After that, it's all... civil. Which is a start in building things back up again. You take a romantic friendship, strip it of romance, and try your very best to keep the friendship alive, though the new skin is raw and stinging. 

It's hard to build a tower back up when you've taken out the brick that was at the bottom of the tower, whether it be a game of Jenga or the mighty Babel herself, and it's even harder when the brick you took out of the foundations is that great brick that is called Affection. 

You're not sure how much of it is allowed anymore. You're not sure what is allowed anymore. 

•

The faithful flounder when the old law is abolished.

•  
The song goes like this: 

It was a cold November night/ so many years ago/ when good Saint Cement testified/ the faith that we now know/... And therefore on Saint Clement's night/ we go a-Clementing.

"Not a lot of other carols for November, are there?" Asks Aziraphale as Crowley takes the tape out of the Blaupunkt to keep it from transforming. 

"Not a lot, no."  
Before, Crowley would have made a joke about being glad the tape was finished, and not having to listen to his blessed musica sacra, though they both know he likes the melodies.
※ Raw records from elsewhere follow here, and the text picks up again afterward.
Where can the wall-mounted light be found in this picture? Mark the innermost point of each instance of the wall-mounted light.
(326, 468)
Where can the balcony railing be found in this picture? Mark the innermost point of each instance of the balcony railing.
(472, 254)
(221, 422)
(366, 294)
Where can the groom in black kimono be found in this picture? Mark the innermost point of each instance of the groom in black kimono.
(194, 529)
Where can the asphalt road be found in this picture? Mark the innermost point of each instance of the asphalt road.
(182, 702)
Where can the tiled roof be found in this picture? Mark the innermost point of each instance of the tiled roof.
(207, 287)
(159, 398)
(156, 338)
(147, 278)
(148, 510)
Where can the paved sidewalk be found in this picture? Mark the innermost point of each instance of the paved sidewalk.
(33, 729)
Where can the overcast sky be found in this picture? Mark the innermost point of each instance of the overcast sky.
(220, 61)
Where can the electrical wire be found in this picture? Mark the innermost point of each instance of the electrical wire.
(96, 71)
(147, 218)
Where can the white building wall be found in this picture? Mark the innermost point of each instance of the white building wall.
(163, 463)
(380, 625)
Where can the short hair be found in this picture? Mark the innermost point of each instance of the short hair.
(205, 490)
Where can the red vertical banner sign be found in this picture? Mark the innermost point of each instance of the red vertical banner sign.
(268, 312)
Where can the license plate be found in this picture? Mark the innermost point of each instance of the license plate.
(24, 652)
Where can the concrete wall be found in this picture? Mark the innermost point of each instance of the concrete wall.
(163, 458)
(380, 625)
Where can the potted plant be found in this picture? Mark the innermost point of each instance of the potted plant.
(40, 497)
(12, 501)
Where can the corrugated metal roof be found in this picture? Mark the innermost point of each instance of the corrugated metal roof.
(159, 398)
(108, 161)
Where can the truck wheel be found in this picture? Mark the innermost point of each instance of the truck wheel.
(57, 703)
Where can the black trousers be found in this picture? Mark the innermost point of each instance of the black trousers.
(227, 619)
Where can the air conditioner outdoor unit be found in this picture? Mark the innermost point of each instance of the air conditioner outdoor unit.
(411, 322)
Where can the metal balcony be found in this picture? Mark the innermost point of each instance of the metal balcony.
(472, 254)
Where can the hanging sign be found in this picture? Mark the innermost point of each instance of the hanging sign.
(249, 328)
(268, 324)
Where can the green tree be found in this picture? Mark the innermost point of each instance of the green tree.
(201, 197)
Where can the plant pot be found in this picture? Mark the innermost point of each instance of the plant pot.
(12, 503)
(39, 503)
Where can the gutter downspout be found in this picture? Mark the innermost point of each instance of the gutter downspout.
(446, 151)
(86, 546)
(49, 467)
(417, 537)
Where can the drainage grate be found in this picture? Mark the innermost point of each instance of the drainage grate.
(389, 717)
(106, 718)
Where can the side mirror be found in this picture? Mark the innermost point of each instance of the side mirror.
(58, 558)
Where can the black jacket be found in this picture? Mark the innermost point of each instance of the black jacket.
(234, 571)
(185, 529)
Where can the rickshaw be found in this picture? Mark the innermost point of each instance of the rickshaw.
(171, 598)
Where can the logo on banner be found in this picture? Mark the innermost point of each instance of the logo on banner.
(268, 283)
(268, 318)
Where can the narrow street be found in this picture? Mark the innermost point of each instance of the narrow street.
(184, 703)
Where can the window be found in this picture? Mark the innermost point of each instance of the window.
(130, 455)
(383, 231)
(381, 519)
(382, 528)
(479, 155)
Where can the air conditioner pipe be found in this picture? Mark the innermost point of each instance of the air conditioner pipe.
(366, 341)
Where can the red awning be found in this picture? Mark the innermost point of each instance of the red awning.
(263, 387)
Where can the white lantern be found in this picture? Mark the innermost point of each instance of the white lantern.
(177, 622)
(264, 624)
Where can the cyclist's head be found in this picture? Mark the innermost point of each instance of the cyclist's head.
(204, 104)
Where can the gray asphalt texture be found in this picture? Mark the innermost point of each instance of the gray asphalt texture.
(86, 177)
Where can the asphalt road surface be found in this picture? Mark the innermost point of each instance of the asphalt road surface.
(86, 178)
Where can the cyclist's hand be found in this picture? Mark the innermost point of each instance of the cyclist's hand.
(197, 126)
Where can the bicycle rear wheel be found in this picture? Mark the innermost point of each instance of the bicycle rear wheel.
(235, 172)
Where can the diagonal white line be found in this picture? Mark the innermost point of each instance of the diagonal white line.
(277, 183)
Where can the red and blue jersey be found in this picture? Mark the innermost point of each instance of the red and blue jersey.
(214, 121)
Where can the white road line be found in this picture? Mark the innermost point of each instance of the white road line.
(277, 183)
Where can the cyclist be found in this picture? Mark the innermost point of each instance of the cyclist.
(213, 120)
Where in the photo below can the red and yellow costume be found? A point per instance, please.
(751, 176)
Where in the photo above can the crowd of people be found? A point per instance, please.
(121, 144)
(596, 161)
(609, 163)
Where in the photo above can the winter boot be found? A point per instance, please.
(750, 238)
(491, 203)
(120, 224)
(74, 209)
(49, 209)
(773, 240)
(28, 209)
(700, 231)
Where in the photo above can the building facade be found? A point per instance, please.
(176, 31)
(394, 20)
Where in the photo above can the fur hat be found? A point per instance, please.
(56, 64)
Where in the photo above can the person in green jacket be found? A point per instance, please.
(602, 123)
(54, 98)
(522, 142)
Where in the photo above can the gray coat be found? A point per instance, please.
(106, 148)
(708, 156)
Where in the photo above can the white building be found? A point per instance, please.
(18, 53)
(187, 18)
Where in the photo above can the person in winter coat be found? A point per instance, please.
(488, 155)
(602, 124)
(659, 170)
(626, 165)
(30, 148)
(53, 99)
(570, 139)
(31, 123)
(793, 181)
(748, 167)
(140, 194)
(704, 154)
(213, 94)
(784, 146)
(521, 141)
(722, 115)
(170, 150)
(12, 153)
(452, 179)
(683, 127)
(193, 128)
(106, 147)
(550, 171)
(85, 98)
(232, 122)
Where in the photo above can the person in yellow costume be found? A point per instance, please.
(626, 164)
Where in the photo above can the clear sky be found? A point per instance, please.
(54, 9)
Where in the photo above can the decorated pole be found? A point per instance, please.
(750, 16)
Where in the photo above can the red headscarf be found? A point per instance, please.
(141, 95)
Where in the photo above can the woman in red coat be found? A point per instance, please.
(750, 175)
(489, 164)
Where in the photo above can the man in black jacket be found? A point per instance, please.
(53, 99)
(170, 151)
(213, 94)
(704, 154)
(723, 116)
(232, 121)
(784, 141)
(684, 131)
He's not sure if that's allowed anymore. 

"You're shivering." Aziraphale says, and opens his arms towards Crowley.

Crowley looks at him with his head tilted sideways till he remembers, and Aziraphale puts down his empty hands on his own knees and sighs. 

"I don't see why it has so be this way now. I miss you and you're right here. You know what? I remembered his name in a dream last night and it doesn't matter. I probably wouldn't recognize him now. You were right. I don't want to spend the rest of forever latched to the memory of something that doesn't exist anymore when you are real and here. You're my best friend and more. I really do love you too."

Then there is the sound of arms wrapping around each other tightly. 

"You're back."  
"I'm back."

The hug is warm and is the sort of thing that will live on forever after it is over. 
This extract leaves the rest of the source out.